Viewing the GCRoot References, it was found that these Activities were not referenced by any known GCRoots:

There is no doubt that this Activity has a memory leak, because during operation all related pages have been finished and GC was manually triggered. So the only possibility is that the Activity is referenced by some invisible GCRoot.

In fact, the Heap Dump of Profiler only shows the GCRoots in the Java heap, while the GCRoots in the Native heap are not displayed in this reference list. So, is it possible that this Activity is held by a Native object?

We used the dynamic analysis tool Allocations Record to look at the Activity's references in the Native heap, and indeed found some of its reference chains:

Unfortunately, the reference chains are all memory addresses without class names, so there is no way to know where the Activity is referenced. Later LeakCanary was tried, and although it also clearly stated that the memory leak was caused by Native layer Global Variable references, it still did not provide specific call locations.

We had no choice but to go back to the source code for analysis of possible call sites. This DownloadActivity is a book download page we made to adapt the reader SDK. When there is no local book, it will first download the book file, then pass it into the SDK to open the SDK's own Activity. So the function of DownloadActivity is to download, verify, unzip books, and handle some of the SDK reader's startup processes.

Following common logic, first check the download, verification, unzip code, and did not find any clues, listeners, etc. are weakly referenced; so it is inferred that it is the writing of the SDK itself that caused the memory leak.

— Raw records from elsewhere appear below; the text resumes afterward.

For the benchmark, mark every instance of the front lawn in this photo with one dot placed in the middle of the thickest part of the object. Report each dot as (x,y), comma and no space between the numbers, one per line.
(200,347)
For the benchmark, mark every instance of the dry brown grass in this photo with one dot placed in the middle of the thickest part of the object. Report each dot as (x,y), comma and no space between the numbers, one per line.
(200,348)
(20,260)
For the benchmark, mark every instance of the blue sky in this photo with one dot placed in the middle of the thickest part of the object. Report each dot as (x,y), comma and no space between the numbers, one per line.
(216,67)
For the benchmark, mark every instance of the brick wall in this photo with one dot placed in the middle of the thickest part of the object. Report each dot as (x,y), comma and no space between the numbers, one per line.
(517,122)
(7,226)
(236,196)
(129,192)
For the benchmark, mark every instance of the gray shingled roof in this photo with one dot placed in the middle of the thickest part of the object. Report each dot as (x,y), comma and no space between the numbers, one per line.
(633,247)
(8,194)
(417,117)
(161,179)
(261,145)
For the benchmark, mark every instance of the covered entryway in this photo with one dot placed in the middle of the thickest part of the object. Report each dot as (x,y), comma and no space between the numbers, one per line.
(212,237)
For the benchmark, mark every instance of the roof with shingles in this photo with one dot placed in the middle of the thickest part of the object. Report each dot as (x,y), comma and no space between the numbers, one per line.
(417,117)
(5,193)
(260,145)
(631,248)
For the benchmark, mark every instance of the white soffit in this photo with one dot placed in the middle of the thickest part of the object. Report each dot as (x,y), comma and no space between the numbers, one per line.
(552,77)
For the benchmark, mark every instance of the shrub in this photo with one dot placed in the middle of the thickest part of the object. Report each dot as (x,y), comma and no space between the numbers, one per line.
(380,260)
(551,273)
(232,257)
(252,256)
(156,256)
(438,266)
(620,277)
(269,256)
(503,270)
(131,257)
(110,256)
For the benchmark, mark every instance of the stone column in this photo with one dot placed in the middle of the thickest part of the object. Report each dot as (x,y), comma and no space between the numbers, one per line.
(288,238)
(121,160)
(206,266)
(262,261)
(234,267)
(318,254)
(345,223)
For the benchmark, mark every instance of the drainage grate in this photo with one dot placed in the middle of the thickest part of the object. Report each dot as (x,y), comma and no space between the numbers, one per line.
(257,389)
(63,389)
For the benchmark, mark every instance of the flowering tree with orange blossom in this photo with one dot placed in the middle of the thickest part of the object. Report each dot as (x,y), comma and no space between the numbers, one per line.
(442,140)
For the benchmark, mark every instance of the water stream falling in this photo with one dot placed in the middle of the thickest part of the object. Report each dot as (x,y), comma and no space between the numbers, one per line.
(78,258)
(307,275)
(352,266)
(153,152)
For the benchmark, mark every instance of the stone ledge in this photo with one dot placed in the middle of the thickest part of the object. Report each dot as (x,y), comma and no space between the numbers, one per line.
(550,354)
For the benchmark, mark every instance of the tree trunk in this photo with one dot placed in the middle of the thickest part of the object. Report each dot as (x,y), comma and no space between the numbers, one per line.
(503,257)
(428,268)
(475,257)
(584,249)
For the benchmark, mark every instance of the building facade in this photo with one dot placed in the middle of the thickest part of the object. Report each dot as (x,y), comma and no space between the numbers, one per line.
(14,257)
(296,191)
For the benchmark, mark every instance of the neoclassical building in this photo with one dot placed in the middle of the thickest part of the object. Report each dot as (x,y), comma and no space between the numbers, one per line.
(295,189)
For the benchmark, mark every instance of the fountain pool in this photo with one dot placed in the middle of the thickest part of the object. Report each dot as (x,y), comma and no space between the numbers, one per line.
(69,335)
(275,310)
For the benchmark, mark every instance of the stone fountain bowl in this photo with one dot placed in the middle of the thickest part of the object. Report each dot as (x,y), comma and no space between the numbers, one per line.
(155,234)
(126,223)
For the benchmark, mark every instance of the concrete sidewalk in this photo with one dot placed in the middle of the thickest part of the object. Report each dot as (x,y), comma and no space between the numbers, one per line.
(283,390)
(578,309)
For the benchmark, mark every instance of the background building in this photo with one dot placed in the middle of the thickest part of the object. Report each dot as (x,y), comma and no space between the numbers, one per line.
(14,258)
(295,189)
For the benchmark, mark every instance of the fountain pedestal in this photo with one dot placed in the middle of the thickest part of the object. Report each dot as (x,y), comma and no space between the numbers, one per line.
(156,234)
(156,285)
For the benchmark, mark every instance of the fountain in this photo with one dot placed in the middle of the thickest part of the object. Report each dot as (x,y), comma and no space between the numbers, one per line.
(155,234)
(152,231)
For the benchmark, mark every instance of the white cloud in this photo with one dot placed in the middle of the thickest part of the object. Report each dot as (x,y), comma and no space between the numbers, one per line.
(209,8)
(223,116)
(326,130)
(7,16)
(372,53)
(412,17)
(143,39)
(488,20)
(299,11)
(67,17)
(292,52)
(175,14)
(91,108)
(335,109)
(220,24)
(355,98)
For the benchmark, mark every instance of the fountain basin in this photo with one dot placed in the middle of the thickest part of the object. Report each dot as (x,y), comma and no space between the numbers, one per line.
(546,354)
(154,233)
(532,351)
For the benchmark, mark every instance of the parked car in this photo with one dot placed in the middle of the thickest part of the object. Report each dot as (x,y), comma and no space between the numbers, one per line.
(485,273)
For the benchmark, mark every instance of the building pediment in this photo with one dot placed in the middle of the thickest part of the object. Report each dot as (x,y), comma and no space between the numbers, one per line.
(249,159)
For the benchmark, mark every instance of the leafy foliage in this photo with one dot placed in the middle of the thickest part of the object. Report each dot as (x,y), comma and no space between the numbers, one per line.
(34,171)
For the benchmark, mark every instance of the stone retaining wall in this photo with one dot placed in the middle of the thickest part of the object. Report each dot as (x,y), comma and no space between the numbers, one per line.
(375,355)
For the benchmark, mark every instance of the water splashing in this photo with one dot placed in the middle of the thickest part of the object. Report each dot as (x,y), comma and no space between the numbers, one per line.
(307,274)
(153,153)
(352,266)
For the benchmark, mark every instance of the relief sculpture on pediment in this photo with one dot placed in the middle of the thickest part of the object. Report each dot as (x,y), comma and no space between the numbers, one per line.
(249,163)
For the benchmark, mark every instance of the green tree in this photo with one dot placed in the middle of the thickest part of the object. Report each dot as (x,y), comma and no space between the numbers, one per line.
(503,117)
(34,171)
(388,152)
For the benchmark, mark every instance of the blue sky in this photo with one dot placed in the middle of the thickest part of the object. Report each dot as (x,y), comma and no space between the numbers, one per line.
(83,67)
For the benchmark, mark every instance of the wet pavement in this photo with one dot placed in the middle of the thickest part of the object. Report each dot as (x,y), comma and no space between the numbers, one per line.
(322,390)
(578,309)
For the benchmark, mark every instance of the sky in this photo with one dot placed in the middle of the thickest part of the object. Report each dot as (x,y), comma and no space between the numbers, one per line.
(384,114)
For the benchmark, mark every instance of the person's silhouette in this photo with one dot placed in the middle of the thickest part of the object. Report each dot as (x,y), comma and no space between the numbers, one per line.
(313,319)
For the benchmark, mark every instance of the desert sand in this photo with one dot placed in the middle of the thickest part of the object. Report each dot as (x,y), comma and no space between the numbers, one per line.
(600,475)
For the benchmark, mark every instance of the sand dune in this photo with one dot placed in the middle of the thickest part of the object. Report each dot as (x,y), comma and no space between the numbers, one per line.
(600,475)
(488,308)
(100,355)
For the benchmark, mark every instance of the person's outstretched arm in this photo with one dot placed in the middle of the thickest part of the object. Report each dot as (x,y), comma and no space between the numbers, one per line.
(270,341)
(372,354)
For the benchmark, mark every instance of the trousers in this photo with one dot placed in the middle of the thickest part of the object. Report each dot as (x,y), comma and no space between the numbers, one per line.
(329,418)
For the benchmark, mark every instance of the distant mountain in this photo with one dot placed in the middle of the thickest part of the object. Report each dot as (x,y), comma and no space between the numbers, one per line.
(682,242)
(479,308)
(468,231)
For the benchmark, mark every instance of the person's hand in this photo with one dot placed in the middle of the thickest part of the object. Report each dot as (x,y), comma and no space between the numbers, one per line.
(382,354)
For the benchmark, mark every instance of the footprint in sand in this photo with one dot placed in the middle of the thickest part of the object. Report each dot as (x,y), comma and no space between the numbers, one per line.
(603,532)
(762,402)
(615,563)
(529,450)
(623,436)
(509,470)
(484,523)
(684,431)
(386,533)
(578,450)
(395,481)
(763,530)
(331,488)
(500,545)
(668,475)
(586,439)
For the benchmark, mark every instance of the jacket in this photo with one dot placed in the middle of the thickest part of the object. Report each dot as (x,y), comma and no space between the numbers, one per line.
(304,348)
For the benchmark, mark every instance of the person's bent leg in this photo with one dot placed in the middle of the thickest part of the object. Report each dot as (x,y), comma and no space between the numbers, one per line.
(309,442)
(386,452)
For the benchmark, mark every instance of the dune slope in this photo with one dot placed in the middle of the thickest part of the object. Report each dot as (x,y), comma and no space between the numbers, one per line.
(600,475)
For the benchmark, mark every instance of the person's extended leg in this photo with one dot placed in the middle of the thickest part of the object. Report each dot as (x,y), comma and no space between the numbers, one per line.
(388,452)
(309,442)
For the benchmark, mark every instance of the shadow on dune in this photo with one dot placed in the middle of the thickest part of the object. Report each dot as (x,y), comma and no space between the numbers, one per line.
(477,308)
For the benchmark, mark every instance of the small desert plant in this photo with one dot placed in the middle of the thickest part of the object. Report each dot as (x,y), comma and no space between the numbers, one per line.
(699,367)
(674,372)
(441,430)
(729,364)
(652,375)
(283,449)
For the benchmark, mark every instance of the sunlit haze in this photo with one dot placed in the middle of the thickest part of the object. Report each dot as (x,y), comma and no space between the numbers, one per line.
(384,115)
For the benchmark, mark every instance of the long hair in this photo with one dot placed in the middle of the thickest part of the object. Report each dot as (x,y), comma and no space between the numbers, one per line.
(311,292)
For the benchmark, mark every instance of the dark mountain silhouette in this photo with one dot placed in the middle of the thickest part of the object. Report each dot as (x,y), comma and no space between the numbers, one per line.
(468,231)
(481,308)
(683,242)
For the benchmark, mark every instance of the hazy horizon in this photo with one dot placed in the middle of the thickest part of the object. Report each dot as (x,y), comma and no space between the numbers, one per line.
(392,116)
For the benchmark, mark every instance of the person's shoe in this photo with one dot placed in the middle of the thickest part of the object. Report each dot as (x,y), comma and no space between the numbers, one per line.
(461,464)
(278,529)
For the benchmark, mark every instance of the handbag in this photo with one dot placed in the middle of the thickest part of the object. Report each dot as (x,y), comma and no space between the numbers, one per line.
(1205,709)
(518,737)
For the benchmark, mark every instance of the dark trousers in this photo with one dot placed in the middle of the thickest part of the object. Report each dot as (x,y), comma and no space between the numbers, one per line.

It was found that when the reader SDK starts, there is a context parameter:

class DownloadActivity { 
   ...
    private fun openBook() {
       ...
        ReaderApi.getInstance().startReader(this, bookInfo)
    }
}

Since the SDK's source code is all obfuscated, we can only hard decode the call chain starting from startReader:

class ReaderApi: void startReader(Activity context, BookInfo bookInfo)
        ↓
class AppExecutor: void a(Runnable var1)
        ↓  
class ReaderUtils: static void a(Activity var0, BookViewerCallback var1, Bundle var2)
        ↓
class BookViewer: static void a(Context var0, AssetManager var1)
        ↓
class NativeCpp: static native void initJNI(Context var0, AssetManager var1);

Finally to the initJNI method of NativeCpp class, we can see that our Activity is passed in, subsequent processing is unknown, but based on the above memory analysis we can basically determine that it is because of this method that the reference to Activity is held by longer-lived Native objects, resulting in Activity memory leaks.

As for why Native needs context, there is no way to analyze it. We can only report this issue to the SDK vendor for further processing. The solutions are not difficult:

1. Clear the Activity reference when destroying the reader in time;
2. The startReader method does not need to specify the Activity object. Changing the parameter declaration to Context is enough. The external can pass in the Application Context.